I'm trying to use the Genetic Algorithm library, PyGAD to cross validate hyper-parameters in non-DL machine learning applications.
Data generation
## Create synthetic data
f = np.vectorize(lambda x: int(x>0.5))
X = np.random.uniform(low=0, high=1, size=3000)
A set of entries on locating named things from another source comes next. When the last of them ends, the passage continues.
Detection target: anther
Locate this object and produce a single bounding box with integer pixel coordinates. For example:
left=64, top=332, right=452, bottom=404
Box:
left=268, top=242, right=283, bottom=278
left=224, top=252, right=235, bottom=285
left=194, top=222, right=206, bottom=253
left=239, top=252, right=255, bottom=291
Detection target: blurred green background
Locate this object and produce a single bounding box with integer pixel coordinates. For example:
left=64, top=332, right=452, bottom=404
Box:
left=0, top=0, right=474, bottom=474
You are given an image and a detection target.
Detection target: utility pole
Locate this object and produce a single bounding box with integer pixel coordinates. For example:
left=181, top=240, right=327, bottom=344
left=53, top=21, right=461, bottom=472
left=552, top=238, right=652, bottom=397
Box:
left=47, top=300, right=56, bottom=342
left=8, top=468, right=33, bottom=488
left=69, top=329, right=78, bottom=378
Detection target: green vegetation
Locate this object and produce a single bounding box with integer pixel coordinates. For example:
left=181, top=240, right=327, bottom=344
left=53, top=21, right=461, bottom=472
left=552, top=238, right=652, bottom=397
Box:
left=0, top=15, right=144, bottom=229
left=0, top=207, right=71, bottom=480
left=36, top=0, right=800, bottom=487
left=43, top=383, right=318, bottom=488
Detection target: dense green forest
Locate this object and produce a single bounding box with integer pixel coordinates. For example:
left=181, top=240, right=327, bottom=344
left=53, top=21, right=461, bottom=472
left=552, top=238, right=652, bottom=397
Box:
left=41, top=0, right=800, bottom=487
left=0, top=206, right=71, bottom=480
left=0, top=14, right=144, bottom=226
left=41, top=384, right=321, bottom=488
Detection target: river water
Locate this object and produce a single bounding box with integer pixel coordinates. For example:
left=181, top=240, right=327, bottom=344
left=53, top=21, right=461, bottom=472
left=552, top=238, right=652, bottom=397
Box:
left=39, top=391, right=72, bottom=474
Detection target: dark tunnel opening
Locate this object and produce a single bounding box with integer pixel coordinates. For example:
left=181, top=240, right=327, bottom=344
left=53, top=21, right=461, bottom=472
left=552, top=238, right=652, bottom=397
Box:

X = np.apply_along_axis(f, 0, X).reshape([1000,3])
def gen_y(X):
if np.sum(X) > 2:
return 1
elif np.sum(X) < 2:
return 0
else:
return int(np.random.uniform(0,1) > 0.5)
y = np.apply_along_axis(gen_y, 1, X)
import pandas as pd
data = pd.DataFrame(data=X, columns=['x1','x2','x3'])
data['y'] = y
Genetic Algorithm to ID optimal hyper-parameters
gene_space = [
# n_estimators
np.linspace(50,200,25, dtype='int'),
# min_samples_split,
np.linspace(2,10,5, dtype='int'),
# min_samples_leaf,
np.linspace(1,10,5, dtype='int'),
# min_impurity_decrease
np.linspace(0,1,10, dtype='float')
]
def fitness_function_factory(data=data, y_name='y', sample_size=100):
def fitness_function(solution, solution_idx):
model = RandomForestClassifier(
n_estimators=solution[0],
min_samples_split=solution[1],
min_samples_leaf=solution[2],
min_impurity_decrease=solution[3]
)
X = data.drop(columns=[y_name])
y = data[y_name]
X_train, X_test, y_train, y_test = train_test_split(X, y,
test_size=0.5)
train_idx = sample_without_replacement(n_population=len(X_train),
n_samples=sample_size)
test_idx = sample_without_replacement(n_population=len(X_test),
n_samples=sample_size)
model.fit(X_train[train_idx], y_train[train_idx])
fitness = model.score(X_test[test_idx], y_test[test_idx])
return fitness
return fitness_function
cross_validate = pygad.GA(gene_space=gene_space,
fitness_func=fitness_function_factory(),
num_generations=100,
num_parents_mating=2,
sol_per_pop=8,
num_genes=len(gene_space),
parent_selection_type='sss',
keep_parents=2,
crossover_type="single_point",
mutation_type="random",
mutation_percent_genes=25)
The last step is identifying the optimal combination via best_solution
method.
cross_validate.best_solution()
>>>
KeyError: "None of [Int64Index([119, 342, 34, 80, 94, 270, 443, 468, 401, 133, 400, 362, 455,\n 480, 449, 271, 303, 399, 462, 237, 152, 264, 281, 301, 435, 386,\n 92, 453, 378, 290, 235, 64, 394, 70, 174, 215, 22, 244, 155,\n 207, 74, 147, 178, 267, 347, 97, 396, 292, 120, 375, 113, 169,\n 460, 43, 168, 298, 37, 300, 91, 331, 388, 321, 481, 96, 308,\n 211, 478, 464, 8, 170, 73, 175, 172, 487, 263, 213, 146, 479,\n 336, 346, 67, 160, 277, 397, 38, 7, 247, 128, 47, 428, 454,\n 313, 257, 338, 199, 381, 60, 245, 324, 223],\n dtype='int64')] are in the [columns]"
So I believe that this error means that optimal configuration cannot be found. But how is this possible and how can this be remedied?